Размер шрифта
-
+

Парк Горького - стр. 5

– Мы тебя генералом сделаем, – пообещал Петрович, ухмыляясь. – Генерал Шаповалов, на которого никогда не жаловались пациенты…

– Ха-ха-ха!

– Генерал с собственным кладбищем! Чего не о каждом можно сказать! – с пафосом объявил Спиридонов.

– Да, это признак настоящего генерала, – заметил Опалин, улыбаясь.

– Заслужил, товарищи! Заслужил! Днем и ночью трудился без устали! – прокричал Шаповалов, важно поднимая указательный палец, и все захохотали так, что на них стали оглядываться из соседних машин.

Голова у Казачинского шла кругом. «Ведь где-то убили человека. Может быть, тело еще не остыло… а мы едем туда – и смеемся. – В тесной гимнастерке было жарко, лучи солнца слепили, он надел фуражку, которую держал на коленях, и поправил козырек. – Но, с другой стороны, солнце ведь светит, несмотря на то, что кто-то умер. И жизнь как-то продолжается…»

Пока они стояли на перекрестке, общий разговор принял совсем неожиданное направление. Кто-то упомянул Ромена Роллана, который как раз в эти дни гостил в Советском Союзе, и выяснилось, что Петрович и доктор читали его книги и имели о них собственное мнение, отличающееся от газетных панегириков.

– Неплохо пишет, – сказал Шаповалов. – Но – французисто.

– Это как? – спросил Опалин с любопытством.

– Ну, понимаешь, человек старается, и вроде бы герои у него есть, и события разные он умеет подать, а глубины нет. Вроде как тебе обещали описать море, а присмотришься – это не море, а лужа.

– Нет, – решительно объявил Петрович, – ты не прав. Я понимаю, что ты имеешь в виду, но море – не его тема. У него цель другая. Кто-то описывает море, а кто-то – парус.

– А еще кто-то – ракушку на берегу. А если мне неинтересны ракушки? И вообще, все французские писатели одинаковые: блеска много, а копнешь – кроме него, ничего-то и нету.

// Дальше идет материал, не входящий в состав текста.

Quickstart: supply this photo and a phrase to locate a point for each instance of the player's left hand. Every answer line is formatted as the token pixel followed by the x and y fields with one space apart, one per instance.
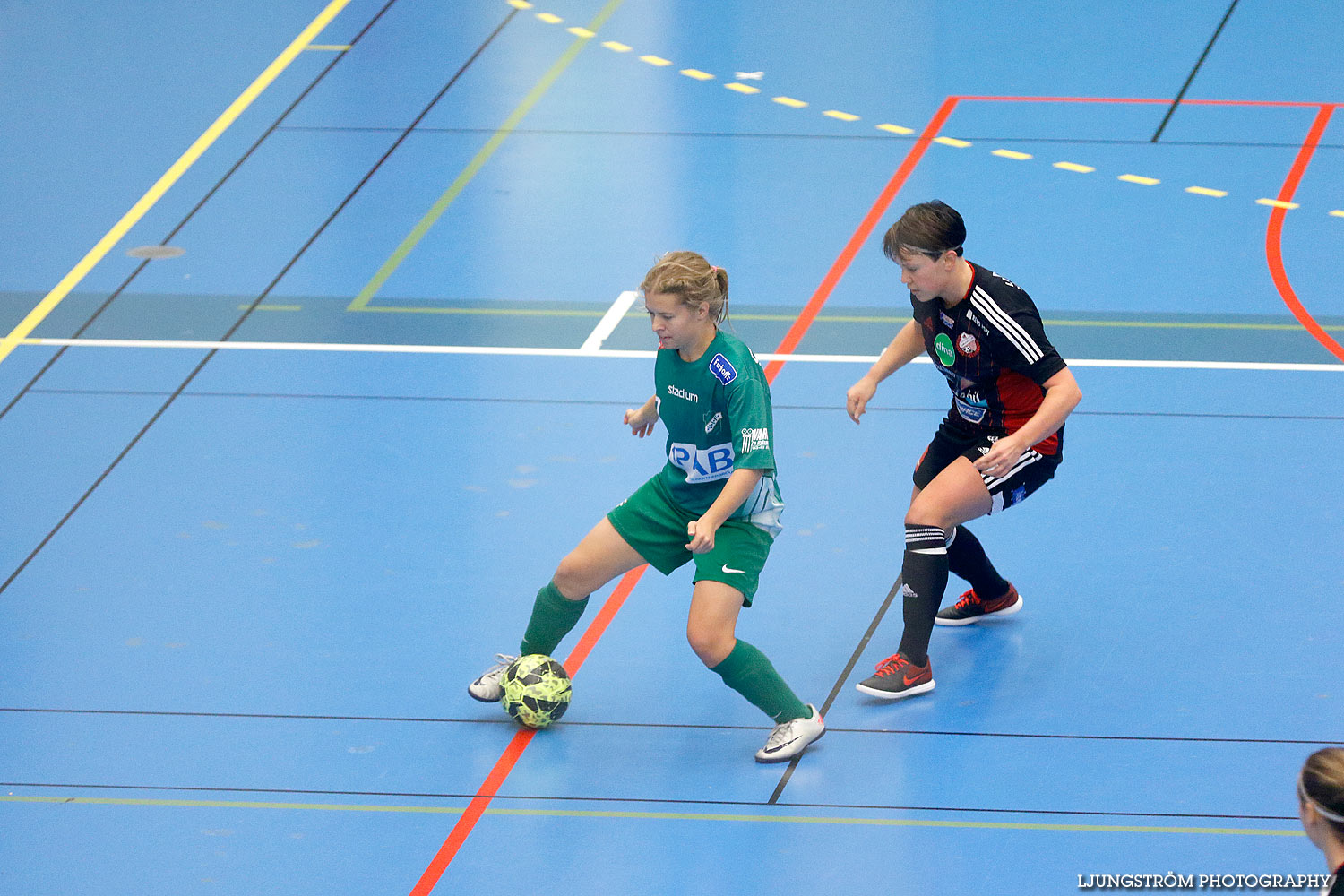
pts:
pixel 702 536
pixel 1002 457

Куда им до наших…

– Угу, до Алексея Максимыча, например, – ехидно ввернул фотограф.

– Я не о современных. Впрочем, я ничего против Горького не имею…

От Казачинского не укрылось, что вместо последней фразы судмедэксперт собирался сказать что-то едкое, но передумал – может быть, из-за его присутствия. Горький был иконой – настолько, насколько может быть ею человек в стране, официально являющейся противницей любых религий. Среди писателей он занимал исключительное положение и считался непререкаемым авторитетом во всем, о чем пожелал бы высказаться, начиная от политики Муссолини[2] и заканчивая проблемами ядерной физики. В его честь были названы огромный город, лучшая улица Москвы и грандиозный парк отдыха, не говоря о сотнях прижизненных статуй, о кораблях и самолетах, о колоссальных тиражах и подписанных его именем статьях на первых страницах газет. Но несоответствие реального таланта и масштаба раздуваемой вокруг Горького шумихи уже тогда бросалось в глаза и не на шутку задевало тех, кто любил и ценил настоящую литературу. В сущности, он был хитрый мужик, который сидел на одной лавочке с Толстым и Чеховым и сначала, при царском режиме, умело эксплуатировал свой образ человека из народа и гонимого борца за справедливость, а после революции благосклонно внимал всем преувеличенным хвалам в свой адрес. Распознать его человеческое лицо под масками, которые он носил и исподволь навязывал окружающим, было нелегко, потому что весь он, начиная с хлесткого псевдонима, состоял из эффектов, из игры, то тонкой, то топорной, одним словом – из мнимостей. Как колобок, он долгое время ускользал от всех и свои выдуманные или истинные неприятности всегда оборачивал в свою пользу, что является признаком манипулятора высочайшей пробы, но – как и в сказке – однажды неминуемо должен был нарваться на лису или, вернее, на лиса, который таких манипуляторов заглатывал пачками. Внешне, впрочем, все выглядело вполне пристойно: товарищ Горький больше не мог лечить свой туберкулез на фашистском Капри и вернулся в СССР, где ему создали наилучшие условия для работы – оттяпали прекрасный особняк Рябушинского у учреждения, которое порядочно его загадило, сделали ремонт, завезли мебель, приставили секретарей – ну и охрану, само собой, потому что писателя обидеть может каждый, а ему этого вовсе не нужно. И сейчас, летом 1935 года, Горький продолжал сочинять «Жизнь Клима Самгина» – последний роман, который подводил под его творчеством черту, роман многословный, обширный – и слишком умственный для настоящего произведения искусства; роман, в котором вроде бы есть все и в то же время чего-то мучительно не хватает.